Just a heads up, there are 3-5 people in similar situations to your struggling to cope that have their stories on these forums and post daily. All you can do it a hard 180 and wait. 
http://talkaboutmarriage.com/self-help-marriage-relationship-programs/18671-180.html
You might want to pick up the divorce busters stuff too.


----------



## Confused-Wife (Jan 26, 2011)

I'm glad my words helped you in some way. Are you keeping a notebook of your feelings? I know it sounds dumb...and journaling isn't for everyone (definitely not for me), but it will really help put things in perspective when a new feelings comes your way, or when the situation changes, even if only in a small way. It'll help IF you get back together too.

I couldn't eat during my separation either. Don't force yourself to eat if you don't want to. Try to drink water though. Lots of water! Just try to remember that you're not going to die over this. One way or another, you are going to be ok. Did you hear me? IT'S GOING TO BE OK!!! Just keep repeating that to yourself. It might not make you feel better right now, but it will eventually.

When I was going through my separation, I just wanted someone to say "it's going to be ok"...but no one would tell me that. They just kept giving me their opinion on him or me, or whatever. 

I am here to tell you, IT'S GOING TO BE OK.

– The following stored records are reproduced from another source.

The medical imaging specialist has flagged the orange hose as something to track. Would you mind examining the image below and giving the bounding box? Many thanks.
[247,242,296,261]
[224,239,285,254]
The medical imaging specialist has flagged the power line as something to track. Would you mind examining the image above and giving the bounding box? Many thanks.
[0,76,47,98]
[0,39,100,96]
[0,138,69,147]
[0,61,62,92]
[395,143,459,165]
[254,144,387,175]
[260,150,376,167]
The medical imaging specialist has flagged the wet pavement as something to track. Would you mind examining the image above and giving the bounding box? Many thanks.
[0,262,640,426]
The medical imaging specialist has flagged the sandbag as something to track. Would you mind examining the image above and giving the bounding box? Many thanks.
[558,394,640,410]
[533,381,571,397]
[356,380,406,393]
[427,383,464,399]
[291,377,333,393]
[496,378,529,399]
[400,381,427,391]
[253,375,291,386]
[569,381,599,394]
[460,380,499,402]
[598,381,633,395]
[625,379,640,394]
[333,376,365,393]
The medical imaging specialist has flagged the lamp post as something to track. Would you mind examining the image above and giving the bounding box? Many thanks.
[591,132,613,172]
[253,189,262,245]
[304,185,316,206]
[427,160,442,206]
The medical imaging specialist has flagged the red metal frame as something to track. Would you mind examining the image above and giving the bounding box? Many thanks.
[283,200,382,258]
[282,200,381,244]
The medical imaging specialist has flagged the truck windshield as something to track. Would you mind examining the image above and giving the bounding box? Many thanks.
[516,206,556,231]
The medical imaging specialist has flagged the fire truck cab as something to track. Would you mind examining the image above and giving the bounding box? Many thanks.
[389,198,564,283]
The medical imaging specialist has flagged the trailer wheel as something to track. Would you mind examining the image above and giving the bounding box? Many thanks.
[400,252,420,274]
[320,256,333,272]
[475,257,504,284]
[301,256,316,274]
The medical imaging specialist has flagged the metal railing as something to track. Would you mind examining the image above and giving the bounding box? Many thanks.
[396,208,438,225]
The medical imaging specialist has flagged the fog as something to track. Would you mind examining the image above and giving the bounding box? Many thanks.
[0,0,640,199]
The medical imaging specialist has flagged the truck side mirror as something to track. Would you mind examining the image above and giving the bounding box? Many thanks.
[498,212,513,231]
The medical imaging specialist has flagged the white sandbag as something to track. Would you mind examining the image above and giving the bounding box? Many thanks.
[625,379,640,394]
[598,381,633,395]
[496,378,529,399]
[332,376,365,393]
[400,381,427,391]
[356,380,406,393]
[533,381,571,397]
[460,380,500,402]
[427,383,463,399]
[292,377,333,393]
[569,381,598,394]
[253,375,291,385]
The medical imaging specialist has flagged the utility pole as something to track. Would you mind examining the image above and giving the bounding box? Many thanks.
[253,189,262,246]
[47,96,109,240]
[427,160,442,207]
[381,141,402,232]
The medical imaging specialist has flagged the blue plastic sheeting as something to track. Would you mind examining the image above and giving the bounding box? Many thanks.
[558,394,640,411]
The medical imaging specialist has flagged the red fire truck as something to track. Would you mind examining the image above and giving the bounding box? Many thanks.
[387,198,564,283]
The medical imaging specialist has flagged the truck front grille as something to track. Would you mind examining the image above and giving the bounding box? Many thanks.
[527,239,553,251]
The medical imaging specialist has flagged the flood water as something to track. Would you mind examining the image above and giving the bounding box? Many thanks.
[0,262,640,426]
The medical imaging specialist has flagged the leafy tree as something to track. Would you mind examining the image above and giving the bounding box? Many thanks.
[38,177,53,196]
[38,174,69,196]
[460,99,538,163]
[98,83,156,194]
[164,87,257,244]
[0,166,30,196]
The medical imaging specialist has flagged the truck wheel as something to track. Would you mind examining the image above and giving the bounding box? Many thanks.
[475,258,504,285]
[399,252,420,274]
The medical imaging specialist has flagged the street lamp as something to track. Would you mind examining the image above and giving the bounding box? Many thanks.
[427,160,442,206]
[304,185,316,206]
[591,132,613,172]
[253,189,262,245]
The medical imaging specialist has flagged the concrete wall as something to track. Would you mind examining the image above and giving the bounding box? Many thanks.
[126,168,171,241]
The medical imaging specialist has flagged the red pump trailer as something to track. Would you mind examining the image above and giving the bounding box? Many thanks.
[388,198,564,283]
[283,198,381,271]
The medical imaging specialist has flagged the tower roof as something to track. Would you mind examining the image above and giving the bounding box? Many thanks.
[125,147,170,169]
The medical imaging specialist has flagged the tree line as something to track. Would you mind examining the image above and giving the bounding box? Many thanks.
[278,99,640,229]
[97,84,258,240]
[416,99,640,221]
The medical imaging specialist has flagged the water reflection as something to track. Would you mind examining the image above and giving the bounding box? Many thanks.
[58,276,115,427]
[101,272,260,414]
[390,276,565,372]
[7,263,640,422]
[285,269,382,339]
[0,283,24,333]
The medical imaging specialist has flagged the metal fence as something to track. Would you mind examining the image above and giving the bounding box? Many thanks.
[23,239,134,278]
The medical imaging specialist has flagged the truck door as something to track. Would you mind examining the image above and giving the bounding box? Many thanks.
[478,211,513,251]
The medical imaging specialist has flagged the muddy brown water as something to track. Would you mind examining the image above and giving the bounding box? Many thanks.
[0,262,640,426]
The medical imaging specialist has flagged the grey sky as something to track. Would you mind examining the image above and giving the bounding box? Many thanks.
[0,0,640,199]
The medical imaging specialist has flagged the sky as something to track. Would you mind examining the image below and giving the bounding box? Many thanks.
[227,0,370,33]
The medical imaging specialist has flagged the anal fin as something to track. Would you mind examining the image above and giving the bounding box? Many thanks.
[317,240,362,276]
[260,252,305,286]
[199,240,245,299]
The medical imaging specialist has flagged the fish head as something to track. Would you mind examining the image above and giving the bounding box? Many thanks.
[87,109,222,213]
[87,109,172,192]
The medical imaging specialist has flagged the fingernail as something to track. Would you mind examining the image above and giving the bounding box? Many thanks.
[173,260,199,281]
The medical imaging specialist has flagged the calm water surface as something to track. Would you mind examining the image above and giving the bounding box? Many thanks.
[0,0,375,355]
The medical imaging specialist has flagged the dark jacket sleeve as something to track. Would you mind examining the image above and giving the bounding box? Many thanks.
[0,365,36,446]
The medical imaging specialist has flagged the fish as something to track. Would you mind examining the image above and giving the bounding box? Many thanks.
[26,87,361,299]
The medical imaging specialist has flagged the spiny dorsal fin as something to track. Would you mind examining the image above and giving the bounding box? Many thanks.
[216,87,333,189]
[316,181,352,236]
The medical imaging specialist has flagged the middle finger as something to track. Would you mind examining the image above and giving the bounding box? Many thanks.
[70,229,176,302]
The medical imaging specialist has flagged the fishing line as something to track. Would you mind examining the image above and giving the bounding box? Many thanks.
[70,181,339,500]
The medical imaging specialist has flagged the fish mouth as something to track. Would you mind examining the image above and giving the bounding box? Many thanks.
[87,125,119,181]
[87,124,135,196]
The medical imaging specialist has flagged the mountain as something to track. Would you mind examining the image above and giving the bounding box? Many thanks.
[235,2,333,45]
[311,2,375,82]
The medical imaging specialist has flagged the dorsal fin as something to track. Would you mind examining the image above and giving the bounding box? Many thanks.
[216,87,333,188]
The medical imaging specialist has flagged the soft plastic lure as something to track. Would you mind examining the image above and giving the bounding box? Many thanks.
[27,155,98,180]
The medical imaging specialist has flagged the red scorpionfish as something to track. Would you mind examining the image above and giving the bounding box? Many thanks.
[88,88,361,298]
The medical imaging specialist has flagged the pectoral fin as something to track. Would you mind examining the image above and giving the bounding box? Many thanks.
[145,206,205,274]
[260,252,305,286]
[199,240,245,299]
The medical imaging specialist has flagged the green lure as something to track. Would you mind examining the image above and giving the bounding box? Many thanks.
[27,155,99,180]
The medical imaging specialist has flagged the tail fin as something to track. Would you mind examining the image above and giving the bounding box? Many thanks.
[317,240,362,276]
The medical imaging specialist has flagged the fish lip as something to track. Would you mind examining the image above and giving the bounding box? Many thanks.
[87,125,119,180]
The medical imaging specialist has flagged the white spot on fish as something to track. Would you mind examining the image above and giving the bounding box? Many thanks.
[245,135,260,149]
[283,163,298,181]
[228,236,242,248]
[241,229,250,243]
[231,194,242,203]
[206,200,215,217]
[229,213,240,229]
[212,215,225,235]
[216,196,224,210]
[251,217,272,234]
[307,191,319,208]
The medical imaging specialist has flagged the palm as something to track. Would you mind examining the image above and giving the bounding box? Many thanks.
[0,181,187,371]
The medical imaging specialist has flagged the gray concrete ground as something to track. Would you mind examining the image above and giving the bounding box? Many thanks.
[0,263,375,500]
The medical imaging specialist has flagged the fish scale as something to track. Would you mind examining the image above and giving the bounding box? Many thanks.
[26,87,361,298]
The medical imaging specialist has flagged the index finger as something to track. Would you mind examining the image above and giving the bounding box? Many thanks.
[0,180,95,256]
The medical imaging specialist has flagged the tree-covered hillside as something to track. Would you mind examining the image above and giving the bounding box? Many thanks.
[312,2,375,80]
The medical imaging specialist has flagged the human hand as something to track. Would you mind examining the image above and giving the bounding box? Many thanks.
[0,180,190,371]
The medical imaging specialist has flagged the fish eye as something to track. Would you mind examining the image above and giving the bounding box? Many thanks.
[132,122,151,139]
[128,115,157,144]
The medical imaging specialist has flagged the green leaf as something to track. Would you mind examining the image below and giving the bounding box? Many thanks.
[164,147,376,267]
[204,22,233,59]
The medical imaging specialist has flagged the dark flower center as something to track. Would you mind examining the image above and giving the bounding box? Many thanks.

Hang in there! I know it's tough!


----------



## Faithy (Mar 8, 2011)

anx, what's divorce busters?

CW - Yes, I did take your advice. I actually reread your words this morning and ran across the street to the store and bought a notebook... I wrote my first entry from work this morning in the form of a letter to him. It helped me a bit, but it's nothing I haven't said to him, so that was the frustrating part. 

Did you and your husband make it back together?


----------



## anx (Nov 30, 2010)

From the link in my last post. I guess i meant divorce busting.



> The 180 is a list of behaviours from Michelle Wiener Davis, the author of Divorce Busting, that will help your spouse to see you moving forward as a healthy person.


----------